Bug With Crawl Anchors Option
I've imported a few hundred urls into a project and am using the crawl anchors option to generate anchors from the title of the pages. The only option selected is "add <title> as anchor".
Once it's finished crawling and I inspect the anchors, everything looks fine. There are 348 urls.

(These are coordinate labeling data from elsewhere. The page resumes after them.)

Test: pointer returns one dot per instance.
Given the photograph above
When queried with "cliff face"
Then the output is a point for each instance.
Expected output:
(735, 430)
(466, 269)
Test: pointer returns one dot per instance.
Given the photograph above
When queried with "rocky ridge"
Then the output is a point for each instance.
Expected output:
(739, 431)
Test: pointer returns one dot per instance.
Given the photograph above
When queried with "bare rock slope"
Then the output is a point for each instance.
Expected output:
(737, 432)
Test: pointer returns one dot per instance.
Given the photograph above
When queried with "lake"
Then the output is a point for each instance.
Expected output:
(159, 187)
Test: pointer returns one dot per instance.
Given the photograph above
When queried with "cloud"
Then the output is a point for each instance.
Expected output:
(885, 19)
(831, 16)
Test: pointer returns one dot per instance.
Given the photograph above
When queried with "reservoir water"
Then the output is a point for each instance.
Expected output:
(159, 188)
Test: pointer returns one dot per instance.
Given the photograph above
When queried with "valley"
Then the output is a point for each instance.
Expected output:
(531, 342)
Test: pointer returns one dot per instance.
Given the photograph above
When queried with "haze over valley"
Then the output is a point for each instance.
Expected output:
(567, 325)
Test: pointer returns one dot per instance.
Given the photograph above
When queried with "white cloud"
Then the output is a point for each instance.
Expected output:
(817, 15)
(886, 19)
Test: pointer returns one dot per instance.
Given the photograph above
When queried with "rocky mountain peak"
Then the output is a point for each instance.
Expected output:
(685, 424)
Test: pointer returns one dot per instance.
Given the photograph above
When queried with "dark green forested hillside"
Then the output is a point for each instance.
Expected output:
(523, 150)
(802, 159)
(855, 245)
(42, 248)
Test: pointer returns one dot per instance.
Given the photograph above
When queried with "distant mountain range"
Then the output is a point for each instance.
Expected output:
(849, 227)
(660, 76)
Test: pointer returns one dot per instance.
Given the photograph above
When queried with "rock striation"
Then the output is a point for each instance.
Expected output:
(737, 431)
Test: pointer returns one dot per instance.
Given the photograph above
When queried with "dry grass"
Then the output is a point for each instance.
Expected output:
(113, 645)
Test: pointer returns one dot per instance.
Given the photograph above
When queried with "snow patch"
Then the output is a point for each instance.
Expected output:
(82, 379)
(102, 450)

Click ok to close the project. When I re-open the project there are now 700+ urls and the software has added extra urls. For example:
Actual url: https://www.mydomain.com/dog-training/#Dog Training
Extra url added: http://24-7 Dog Training in Atlanta
Extra url added: http://24-7 Dog Training in Atlanta
It seems to be making extra urls from the page title. The format in the page title is
Dog Training | 24-7 Dog Training In Atlanta
Is there a workaround for this?
Thanks
Comments
Thanks for fixing this so quickly. I've spotted another issue when crawling anchors from a different site. It seems to be creating broken spintax as anchor text. For example, after crawling this url it creates this:
It seems to be doing this when it sees a comma and replaces it with # instead of |
As a result, I've got a few anchors looking like this:
{IPX5 Waterproof Built-in Mic Headsets for Sports Running
If you need to take a closer look, here is a link to the ser project with the created links:
https://1drv.ms/u/s!AvaPxZBKuUdah_5a_0pp2Y3HPNTLzA?e=tTGVDE
Thanks